The book is split up into ten chapters (besides the introduction and bigger picture concluding chapters) that address various components of our lives. They are: heating and cooling, electricity and electronics, cooking, washing and cleaning, gardening and D.I.Y. (do-it-yourself), shopping, children, work, leisure, and transportation. Flipping through the book I found some interesting facts that make you think deeper about something you would typically overlook: “Houses that don’t have air-conditioning typically use half as much energy as those that do,” and “Electronic appliances left in standby mode account for 5% of all domestic power consumption in the U.S., costing consumers $3.5 billion a year.” Other statistics I came across amazed me because it regarded things I do every day without thinking, like brushing my teeth, preheating the oven, and using other appliances inefficiently.

Today being Earth Day and all (April 22), I decided to look at the leisure chapter in the book, because I could guess what all the other chapters included. I wondered what this chapter could include seeing “Celebrations” as a subsection. This chapter was very interesting because it touched on the mundane behaviours/traditions we have that are wasteful. The amount of electricity we use on christmas lights is astounding. “The ingredients for a typical Christmas dinner travel up to 30,000 miles.” The wastefulness of wrapping paper is rediculous just to hide the present for a moment, to then later be ripped of in a few seconds. This tip made me think of an exercise that Professor Orsborn did with my marketing class last semester. He had us go through the life cycle of a toothpick – cradle to grave. It was absurd to see all the effort, energy, and transportation involved in getting a little piece of wood to a consumer so they can pick at their teeth for a few minutes, and then toss it away. All of this is typically free to the consumer; but imagine all of the wood used, all the fuel used on gas for transportation from the tree, to the manufacturer, to the distributor, to the restaurant, and all the money spent by these businesses to offer an immediate substitue for floss.  I would love to see a number placed on the effects that a toothpick’s lifecycle has on the environment for a mundane luxury that we all can live without.

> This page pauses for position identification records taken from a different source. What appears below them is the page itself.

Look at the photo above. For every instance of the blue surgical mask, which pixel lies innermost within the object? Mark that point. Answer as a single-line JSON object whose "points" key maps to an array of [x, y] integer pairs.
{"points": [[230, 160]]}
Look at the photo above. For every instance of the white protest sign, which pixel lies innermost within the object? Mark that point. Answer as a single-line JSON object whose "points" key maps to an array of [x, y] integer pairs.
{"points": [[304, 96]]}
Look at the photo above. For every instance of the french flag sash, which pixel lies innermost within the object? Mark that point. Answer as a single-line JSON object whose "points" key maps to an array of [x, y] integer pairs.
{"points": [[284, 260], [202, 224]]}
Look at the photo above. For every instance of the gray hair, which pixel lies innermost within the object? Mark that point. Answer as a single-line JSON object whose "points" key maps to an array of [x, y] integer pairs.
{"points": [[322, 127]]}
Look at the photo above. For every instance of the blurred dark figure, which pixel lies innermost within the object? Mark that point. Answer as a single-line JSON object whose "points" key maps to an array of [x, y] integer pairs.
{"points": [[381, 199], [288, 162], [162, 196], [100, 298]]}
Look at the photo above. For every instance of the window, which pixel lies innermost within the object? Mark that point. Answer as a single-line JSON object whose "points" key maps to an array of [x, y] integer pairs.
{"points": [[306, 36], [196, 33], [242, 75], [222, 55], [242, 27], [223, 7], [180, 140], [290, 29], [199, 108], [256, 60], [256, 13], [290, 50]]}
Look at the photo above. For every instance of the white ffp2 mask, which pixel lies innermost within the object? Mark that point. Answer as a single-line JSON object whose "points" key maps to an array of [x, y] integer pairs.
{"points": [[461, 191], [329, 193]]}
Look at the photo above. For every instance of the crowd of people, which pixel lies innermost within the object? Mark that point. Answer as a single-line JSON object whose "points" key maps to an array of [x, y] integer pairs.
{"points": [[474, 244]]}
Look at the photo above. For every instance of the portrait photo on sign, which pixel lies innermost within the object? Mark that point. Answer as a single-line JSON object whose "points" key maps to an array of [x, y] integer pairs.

This book does not only give easy tips that could help the envirnoment and yourself, but it also makes you aware of the effects of our every day lives. It gives you a sociological imaginative view of your habits, and how little changes could save our world.


6 responses »

  1. Kate says:

    When I was abroad, I learned valuable lessons on sustainability. In Spain, the utilities are extremely expensive. After living in America where it is normal to leave your electrical devices plugged into the outlet all night, it took me several weeks to learn how to keep my computer unplugged after my battery was charged. My senora would always unplug it when I was at school or tell me (pretty much on a regular basis) to not put my computer in standby mode. This lifestyle most certainly made me aware of the energy that i was wasting. If Americans were more aware of the costs of our energy consumption ($3.5 billion dollars on domestic power consumption alone), I believe that it would bring positive changes to our every day habits.

  2. Sarah says:

    I feel like everyone should read a book or some sort of pamphlet on how to reduce our carbon emissions. There are so many little things that we could do to make a difference and reduce emissions and although the actions might be small, like remembering to turn off lights when we leave a room, they all add up to make a greater impact. The problem is that these small steps are not ingrained habits for many of us. I too am guilty of leaving the water running while I am doing my teeth sometimes or forgetting to turn off the heat when I leave the house for the day. I really think we could be using technology to our advantage to help reduce emissions further. For example lights in all houses should be motion sensitive so they turn off automatically after a period of time in case we forget.

  3. Jordi says:

    One of my favorite all time xmas presents came from my mother in law. After listening to me bitch about how I hate the work and waste of wrapping presents, she gave me a huge basket full of all kinds of shapes and sizes of cloth sacks and ribbons. Now I can simply reuse all of these. They look nice, it is easier, often, and no crazy paper waste. I think in Japan they often do this… maybe? Guessing on that one.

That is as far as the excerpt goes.